The American Herbal Products Association (AHPA) has been informed that Florida retailers have received letters from the Florida Division of Alcoholic Beverages and Tobacco (ABT) that rescind notices of noncompliance with the state's alcoholic beverage laws that were issued by the agency last month.
The notices of noncompliance alleged that herbal tinctures are alcoholic beverages and therefore subject to the state's alcoholic beverage controls. The notices stated that continued sale of tinctures could result in criminal or civil charges being filed against the retailer, and retailers therefore removed these products from their store shelves.
The relevant Florida law, however, defines alcoholic beverages to exclude proprietary and other products that are "unfit for beverage purposes." Most herbal tinctures have long been considered under federal alcohol tax rules to be non-beverage products that are unfit for beverage use.
In response to these enforcement actions, AHPA issued a communication to its members to express its view that the warnings represented a misunderstanding of the relevant Florida law.

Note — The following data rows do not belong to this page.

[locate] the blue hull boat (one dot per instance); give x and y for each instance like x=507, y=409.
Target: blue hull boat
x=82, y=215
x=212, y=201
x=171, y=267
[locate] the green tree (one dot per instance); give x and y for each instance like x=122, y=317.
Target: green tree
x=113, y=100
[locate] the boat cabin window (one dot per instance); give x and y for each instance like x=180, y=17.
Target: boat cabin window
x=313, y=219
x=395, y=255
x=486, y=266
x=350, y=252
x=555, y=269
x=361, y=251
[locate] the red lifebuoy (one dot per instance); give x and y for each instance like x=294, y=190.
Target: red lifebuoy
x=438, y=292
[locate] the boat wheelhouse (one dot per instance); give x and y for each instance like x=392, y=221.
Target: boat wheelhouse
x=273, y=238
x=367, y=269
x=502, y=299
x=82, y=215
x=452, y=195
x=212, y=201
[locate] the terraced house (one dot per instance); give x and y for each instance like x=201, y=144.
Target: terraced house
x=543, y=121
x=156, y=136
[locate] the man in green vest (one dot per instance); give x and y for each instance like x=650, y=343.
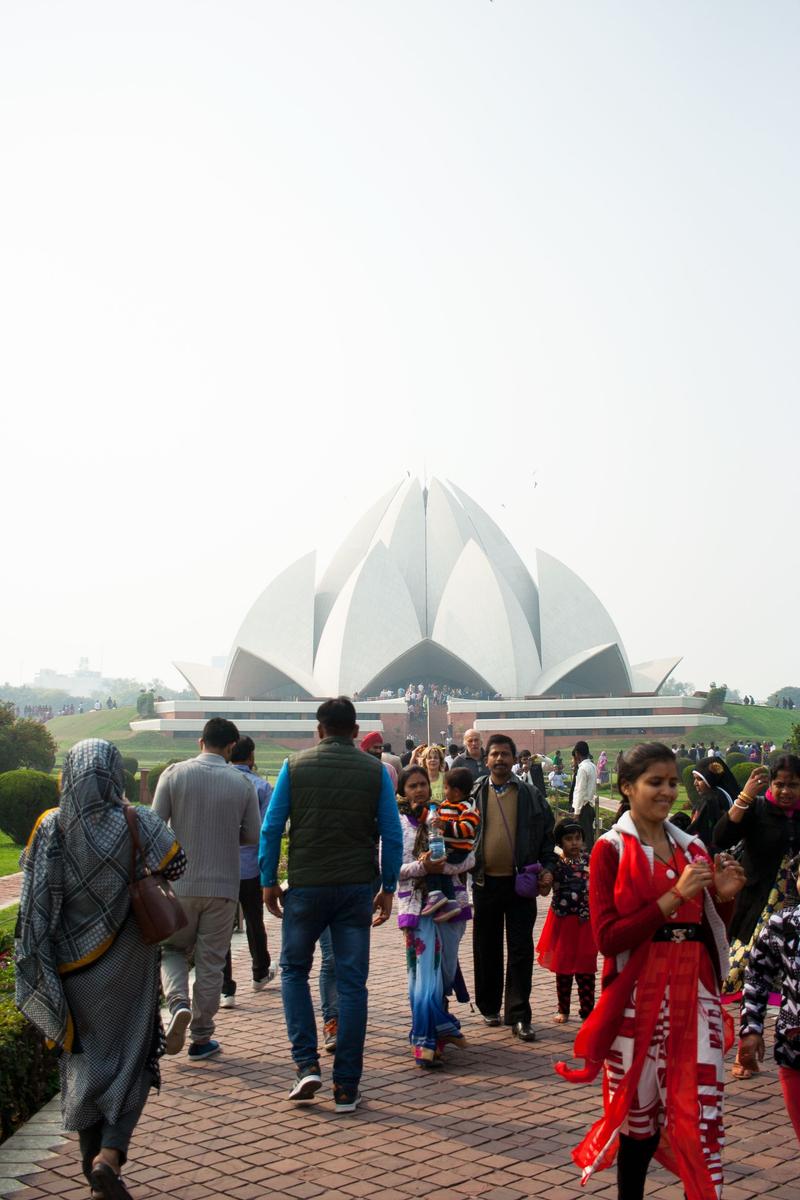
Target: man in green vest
x=338, y=801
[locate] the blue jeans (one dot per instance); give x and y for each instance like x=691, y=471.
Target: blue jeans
x=329, y=996
x=307, y=912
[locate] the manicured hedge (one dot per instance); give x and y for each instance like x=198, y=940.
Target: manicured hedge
x=29, y=1072
x=24, y=796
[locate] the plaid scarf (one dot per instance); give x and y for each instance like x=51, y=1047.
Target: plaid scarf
x=74, y=895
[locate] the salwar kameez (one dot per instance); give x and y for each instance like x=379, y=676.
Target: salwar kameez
x=432, y=1026
x=659, y=1030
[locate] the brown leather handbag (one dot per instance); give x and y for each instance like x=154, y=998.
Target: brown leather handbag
x=155, y=905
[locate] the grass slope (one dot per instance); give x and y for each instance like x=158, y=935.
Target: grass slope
x=150, y=749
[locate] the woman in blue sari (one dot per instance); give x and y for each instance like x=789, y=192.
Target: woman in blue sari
x=432, y=1025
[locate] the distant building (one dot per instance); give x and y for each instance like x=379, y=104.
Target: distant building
x=427, y=589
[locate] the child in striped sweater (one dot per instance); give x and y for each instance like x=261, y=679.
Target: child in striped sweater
x=457, y=821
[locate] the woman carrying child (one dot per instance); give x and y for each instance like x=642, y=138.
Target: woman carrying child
x=432, y=1025
x=566, y=945
x=659, y=909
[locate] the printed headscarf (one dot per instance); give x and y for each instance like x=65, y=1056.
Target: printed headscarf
x=77, y=868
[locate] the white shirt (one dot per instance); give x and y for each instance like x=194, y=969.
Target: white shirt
x=585, y=783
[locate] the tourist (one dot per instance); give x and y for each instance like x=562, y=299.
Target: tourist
x=242, y=756
x=775, y=958
x=434, y=763
x=212, y=809
x=405, y=757
x=456, y=819
x=769, y=829
x=566, y=943
x=516, y=832
x=522, y=765
x=373, y=743
x=337, y=799
x=391, y=760
x=659, y=906
x=584, y=785
x=84, y=977
x=432, y=1025
x=716, y=787
x=473, y=756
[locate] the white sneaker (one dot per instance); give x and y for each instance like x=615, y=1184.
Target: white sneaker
x=260, y=984
x=176, y=1030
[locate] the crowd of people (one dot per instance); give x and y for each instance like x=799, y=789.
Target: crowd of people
x=687, y=916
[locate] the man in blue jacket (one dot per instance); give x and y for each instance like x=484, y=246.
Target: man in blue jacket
x=340, y=802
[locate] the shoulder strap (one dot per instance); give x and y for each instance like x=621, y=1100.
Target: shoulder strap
x=136, y=845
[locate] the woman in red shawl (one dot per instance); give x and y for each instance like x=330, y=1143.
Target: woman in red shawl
x=659, y=909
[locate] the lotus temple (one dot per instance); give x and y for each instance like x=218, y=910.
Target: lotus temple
x=426, y=589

In addition, AHPA counsel contacted Florida ABT to seek clarification that herbal tinctures generally are not suitable for beverage use and should therefore be recognized as exempt from ABT jurisdiction.
"The charge that ABT made that retailers violated Florida law by selling herbal tinctures without a current valid alcohol beverage license was obviously a misinterpretation of Florida's ABT laws," noted AHPA's counsel, Tony Young of Kleinfeld, Kaplan & Becker LLP. "AHPA's prompt response and the Florida ABT's willingness to recognize this misunderstanding and correct it led to rapid resolution of this issue."